Where they diverge is in threat model. Security addresses external adversaries; governance addresses accidental misuse by compliant actors.
How security vendors differ from governance vendors
The market reflects this distinction. Security-focused vendors like Aim, Lakera, and Prisma AIRS specialise in threat detection and prevention: prompt injection defence, jailbreak detection, output validation, and adversarial testing. Their model is: agents face attacks; we detect and block them.
Governance-focused vendors like Prefactor and Credo AI specialise in operational control: agent registries, policy enforcement, cost tracking, approval routing, and audit trails. Their model is: agents operate autonomously; we establish rules and enforce them.
There is overlap — both categories address some of the same concerns — but the emphasis is different. A security vendor might offer output filtering to prevent data leakage; a governance vendor offers permission scoping so the agent never has access to that data in the first place.
Neither category alone is complete. The best enterprise deployments combine both.
The convergence of security and governance
The market is moving toward unified platforms that integrate security and governance.
This makes sense. A runtime governance layer that enforces policies is well-positioned to also enforce security controls — blocking malicious tool calls detected by security rules, escalating suspicious patterns to security teams, enforcing cryptographic verification of model outputs.
Conversely, security platforms can extend to governance — issuing per-agent credentials, evaluating permission requests against policy, and providing audit trails that satisfy compliance requirements.
As the agent market matures, expect to see more convergence. The platforms that win will be the ones that provide comprehensive control — preventing attacks and enforcing governance — without requiring separate tools and integration work.
How to evaluate what your organisation needs first
If you are early in agent deployment (proof of concept, limited production use), start with observability and a basic governance framework. You likely do not face sophisticated attacks yet, and your bigger risk is misconfiguration or accidental misuse.

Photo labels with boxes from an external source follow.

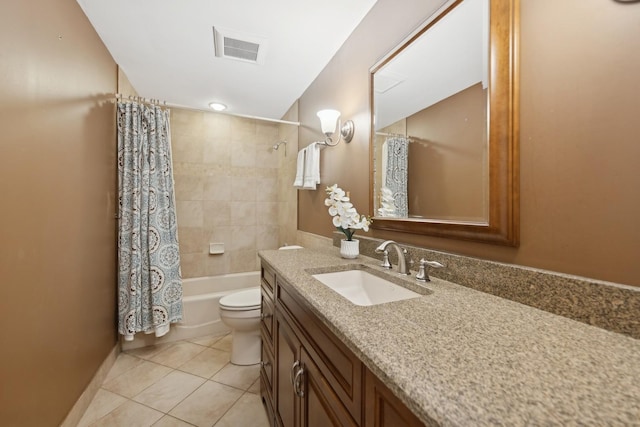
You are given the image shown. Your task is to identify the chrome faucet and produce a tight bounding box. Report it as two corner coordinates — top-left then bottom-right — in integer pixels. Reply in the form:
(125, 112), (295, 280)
(376, 240), (411, 274)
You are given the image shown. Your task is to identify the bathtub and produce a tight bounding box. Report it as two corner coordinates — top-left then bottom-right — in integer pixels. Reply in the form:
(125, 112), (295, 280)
(121, 271), (260, 350)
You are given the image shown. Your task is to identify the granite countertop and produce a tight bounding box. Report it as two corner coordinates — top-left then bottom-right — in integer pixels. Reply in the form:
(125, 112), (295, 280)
(260, 248), (640, 426)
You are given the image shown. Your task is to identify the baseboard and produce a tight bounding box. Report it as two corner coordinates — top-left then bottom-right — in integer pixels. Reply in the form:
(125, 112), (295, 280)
(60, 343), (120, 427)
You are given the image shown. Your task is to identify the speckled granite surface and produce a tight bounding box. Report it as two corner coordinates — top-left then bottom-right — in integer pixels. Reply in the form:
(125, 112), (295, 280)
(260, 248), (640, 426)
(334, 233), (640, 339)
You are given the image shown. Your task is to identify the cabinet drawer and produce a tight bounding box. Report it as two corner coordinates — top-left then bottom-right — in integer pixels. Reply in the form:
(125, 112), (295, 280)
(276, 280), (363, 425)
(260, 264), (276, 298)
(260, 285), (274, 351)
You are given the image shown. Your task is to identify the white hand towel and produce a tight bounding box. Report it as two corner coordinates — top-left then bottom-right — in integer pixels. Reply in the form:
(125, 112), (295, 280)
(293, 148), (307, 188)
(302, 142), (320, 190)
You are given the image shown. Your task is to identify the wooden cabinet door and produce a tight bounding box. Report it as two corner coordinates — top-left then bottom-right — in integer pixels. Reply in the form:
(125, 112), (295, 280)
(274, 313), (301, 427)
(364, 369), (428, 427)
(300, 348), (357, 427)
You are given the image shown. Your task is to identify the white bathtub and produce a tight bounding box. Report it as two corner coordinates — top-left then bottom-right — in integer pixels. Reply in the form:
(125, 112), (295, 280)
(121, 271), (260, 350)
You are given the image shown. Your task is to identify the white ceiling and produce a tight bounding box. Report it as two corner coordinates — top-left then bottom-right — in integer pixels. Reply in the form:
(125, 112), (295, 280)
(77, 0), (376, 119)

As you scale beyond a handful of agents and move into production at enterprise scope, both security and governance become critical. Invest in both.
If your organisation handles sensitive data (healthcare, financial services, regulated industries), prioritise governance. The compliance and audit requirements for agent governance are typically stricter than the threat model for attacks.
If you have a mature security team already managing application security, integrate agent governance into your existing security programmes. Governance policies should be owned by security; business and compliance stakeholders; and engineering working together.
The key question is not 'security or governance?' It is 'how do we implement security and governance as integrated controls that work together?' The answer involves both technical capability (runtime enforcement, observability, audit trails) and organisational structure (clear ownership, cross-team collaboration, incident response playbooks).